Antenna Aperture Synthesis Using Mode-Converting Metasurfaces

Mode-converting metasurfaces are passive, lossless devices that can be designed to transform a set of incident modes to a desired set of transmitted modes. In this paper, mode-converting metasurfaces are utilized to synthesize arbitrary, azimuthally-invariant TM apertures. The methods presented in this work can be used to design antennas that can meet specific near-field and far-field criteria unlike most metasurfaces which solely manipulate the far field. The proposed antennas consist of a coaxially-excited, radial cavity topped by the mode-converting metasurface. The main role of the mode-converting metasurface is to establish the desired aperture by converting the modal distribution of the excitation to that of desired aperture.

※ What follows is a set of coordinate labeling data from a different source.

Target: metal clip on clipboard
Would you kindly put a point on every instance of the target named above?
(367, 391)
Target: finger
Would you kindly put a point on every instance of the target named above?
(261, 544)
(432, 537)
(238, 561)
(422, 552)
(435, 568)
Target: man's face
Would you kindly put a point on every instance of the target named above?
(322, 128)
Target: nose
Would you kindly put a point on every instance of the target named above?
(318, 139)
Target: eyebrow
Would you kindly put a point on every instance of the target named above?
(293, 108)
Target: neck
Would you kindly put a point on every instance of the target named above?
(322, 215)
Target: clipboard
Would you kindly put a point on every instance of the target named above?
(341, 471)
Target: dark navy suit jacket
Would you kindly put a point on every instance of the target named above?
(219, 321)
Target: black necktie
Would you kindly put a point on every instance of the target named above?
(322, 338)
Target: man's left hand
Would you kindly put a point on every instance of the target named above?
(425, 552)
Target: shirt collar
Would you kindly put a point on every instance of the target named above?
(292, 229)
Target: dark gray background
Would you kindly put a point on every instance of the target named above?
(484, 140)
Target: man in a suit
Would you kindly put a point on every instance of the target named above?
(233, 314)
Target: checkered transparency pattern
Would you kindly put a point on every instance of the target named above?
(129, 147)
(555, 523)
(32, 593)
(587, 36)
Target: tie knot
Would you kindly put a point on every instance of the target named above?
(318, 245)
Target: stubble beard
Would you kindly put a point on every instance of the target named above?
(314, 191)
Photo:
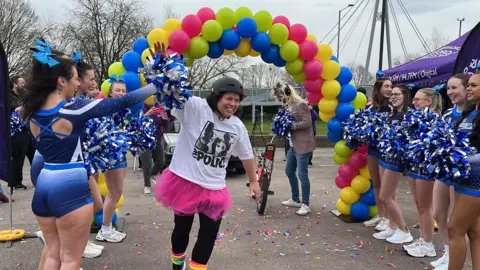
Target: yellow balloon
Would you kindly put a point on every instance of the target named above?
(242, 12)
(325, 53)
(172, 24)
(339, 160)
(312, 38)
(278, 34)
(116, 69)
(349, 196)
(331, 89)
(360, 184)
(327, 105)
(343, 208)
(226, 17)
(212, 30)
(325, 117)
(157, 35)
(264, 20)
(331, 70)
(120, 202)
(294, 67)
(365, 172)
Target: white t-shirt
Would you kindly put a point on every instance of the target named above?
(205, 144)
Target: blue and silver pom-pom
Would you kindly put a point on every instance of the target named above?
(16, 123)
(169, 75)
(104, 145)
(283, 123)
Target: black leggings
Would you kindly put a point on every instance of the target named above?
(206, 237)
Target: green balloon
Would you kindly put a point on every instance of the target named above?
(198, 47)
(294, 67)
(289, 51)
(264, 20)
(278, 34)
(226, 17)
(212, 30)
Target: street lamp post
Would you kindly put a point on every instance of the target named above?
(339, 21)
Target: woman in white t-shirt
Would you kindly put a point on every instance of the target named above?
(194, 183)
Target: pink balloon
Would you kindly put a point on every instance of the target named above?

Its secondary role is to impedance match the coaxial feed to the radial cavity. Using modal network theory, an optimization-based design procedure is developed to synthesize the proposed metasurface antennas. The admittance profiles of the electric sheets that comprise the metasurface are optimized to establish the desired aperture profile. To illustrate the design procedure, a radial Gaussian beam antenna is synthesized at 10 GHz and its performance is verified using a full wave electromagnetic solver. The proposed antenna has a height and weight advantage over Gaussian beam horn antennas.